Setelah dirasa sudah baik dan siap, Alma kembali ke kasurnya dan dengan keberanian ekstra menggeser icon telepon berwarna biru tersebut. Rasa gugup dan groginya tidak bisa diungkapkan dengan kata-kata ketika wajah cowok bernama Asta, yang selama ini hanya ia kenal lewat ketikan dan suara, kini terpampang jelas di depan matanya.
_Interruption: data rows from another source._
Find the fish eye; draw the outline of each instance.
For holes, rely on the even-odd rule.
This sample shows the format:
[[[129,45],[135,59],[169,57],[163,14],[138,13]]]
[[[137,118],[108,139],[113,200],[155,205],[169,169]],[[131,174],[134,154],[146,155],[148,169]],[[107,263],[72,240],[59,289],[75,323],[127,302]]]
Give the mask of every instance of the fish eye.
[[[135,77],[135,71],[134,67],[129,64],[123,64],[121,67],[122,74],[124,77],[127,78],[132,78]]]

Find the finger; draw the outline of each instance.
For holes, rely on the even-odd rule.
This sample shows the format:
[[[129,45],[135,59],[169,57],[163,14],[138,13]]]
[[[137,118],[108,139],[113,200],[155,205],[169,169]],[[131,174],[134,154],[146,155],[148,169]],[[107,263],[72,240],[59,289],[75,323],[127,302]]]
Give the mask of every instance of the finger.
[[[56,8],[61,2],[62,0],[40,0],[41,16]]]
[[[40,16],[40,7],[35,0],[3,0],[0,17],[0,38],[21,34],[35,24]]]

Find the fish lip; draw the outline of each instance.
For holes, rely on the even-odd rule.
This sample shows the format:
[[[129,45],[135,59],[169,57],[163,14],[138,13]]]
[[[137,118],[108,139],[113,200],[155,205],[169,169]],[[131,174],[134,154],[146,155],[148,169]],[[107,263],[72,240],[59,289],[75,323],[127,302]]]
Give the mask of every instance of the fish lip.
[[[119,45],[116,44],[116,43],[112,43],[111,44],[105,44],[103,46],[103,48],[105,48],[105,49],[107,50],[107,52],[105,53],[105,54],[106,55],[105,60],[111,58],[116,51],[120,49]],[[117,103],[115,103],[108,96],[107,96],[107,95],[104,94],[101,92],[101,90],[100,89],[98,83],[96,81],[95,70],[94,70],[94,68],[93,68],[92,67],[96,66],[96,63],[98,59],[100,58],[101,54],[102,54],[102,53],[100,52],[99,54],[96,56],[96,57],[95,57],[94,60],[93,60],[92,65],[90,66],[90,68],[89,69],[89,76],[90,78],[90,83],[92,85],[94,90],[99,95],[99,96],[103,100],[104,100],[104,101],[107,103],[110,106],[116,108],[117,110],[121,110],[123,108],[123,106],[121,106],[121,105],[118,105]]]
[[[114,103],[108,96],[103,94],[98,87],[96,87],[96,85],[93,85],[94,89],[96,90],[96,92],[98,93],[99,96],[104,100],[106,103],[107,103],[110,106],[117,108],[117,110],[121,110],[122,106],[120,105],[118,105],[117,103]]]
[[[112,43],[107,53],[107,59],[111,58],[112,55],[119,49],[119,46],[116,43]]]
Ya, dia begitu tampan dengan senyumnya yang manis. Matanya yang sipit, hidungnya yang mancung, apalagi dagunya yang runcing, dan bibirnya yang unik berbentuk seperti bibir bebek. Seksi, pikir Alma dalam hati—yang tersenyum malu-malu bahkan tidak berani menatap lurus ke mata cokelat terang milik pemuda beralis tebal tersebut.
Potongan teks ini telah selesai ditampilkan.